At the heart of all the varied materials and forms through which Finlay’s invention flows are his prints, cards, booklets and proposals. These works bear an especially intimate connection to Finlay’s activity as a poet. Meaning, in the purely non-literal or figurative sense, is more obvious as such in Finlay’s paper works than in his three-dimensional pieces which often have an irresistible physical presence. This meaning, which can be suggestively open-ended, is arrived at through metaphor – through the coupling, on a single page, of unlike terms which are brought to behave as shifting, multivalent ‘pointers’.

Among Finlay’s predominant themes are the relation between Nature and Culture; the Sea as an instance of Nature’s sheer power and problematic beauty; (Neo)Classicism, with its attendant aesthetics, philosophy and politics, as the defining type of Western culture; and the French Revolution as an especially rich instance of Neoclassical thought and forms married to pastoral (gardening) imagery.

Prudence Carlson

Ian Hamilton Finlay 28 October 1925 – 27 March 2006 – Scottish sculptor, graphic artist and poet. He briefly attended Glasgow School of Art and first made his reputation as a writer, publishing short stories and plays in the 1950s. In 1961 he founded the Wild Hawthorn Press with Jessie McGuffie and within a few years had established himself internationally as Britain’s foremost concrete poet. His publications also played an important role in the initial dissemination of his work as a visual artist. As a sculptor, he has worked collaboratively in a wide range of materials, having his designs executed as stone-carvings, as constructed objects and even in the form of neon lighting.

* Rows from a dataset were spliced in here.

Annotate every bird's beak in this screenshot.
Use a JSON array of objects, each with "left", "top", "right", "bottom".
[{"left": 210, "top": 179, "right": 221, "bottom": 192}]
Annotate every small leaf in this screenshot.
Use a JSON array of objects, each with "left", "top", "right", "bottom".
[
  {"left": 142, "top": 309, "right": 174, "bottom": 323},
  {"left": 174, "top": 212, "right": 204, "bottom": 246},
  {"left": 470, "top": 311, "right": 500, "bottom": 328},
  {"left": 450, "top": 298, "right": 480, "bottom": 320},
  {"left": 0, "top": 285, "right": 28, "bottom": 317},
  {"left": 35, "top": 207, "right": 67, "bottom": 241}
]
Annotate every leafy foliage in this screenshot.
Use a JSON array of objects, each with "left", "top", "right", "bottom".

In 1966 Finlay and his wife, Sue, moved to the hillside farm of Stonypath, south-west of Edinburgh, and began to transform the surrounding acres into a unique garden, which he named Little Sparta. He revived the traditional notion of the poet’s garden, arranging ponds, trees and vegetation to provide a responsive environment for sundials, inscriptions, columns and garden temples. As the proponent of a rigorous classicism and as the defender of Little Sparta against the intrusions of local bureaucracy, he insisted on the role of the artist as a moralist who comments sharply on cultural affairs. The esteem won by Finlay’s artistic stance and style is attested by many important large-scale projects undertaken throughout the world. The ‘Sacred Grove’, created between 1980 and 1982 at the heart of the Kröller-Müller Sculpture Park, Otterlo, is one of the most outstanding examples of Finlay’s work outside Little Sparta.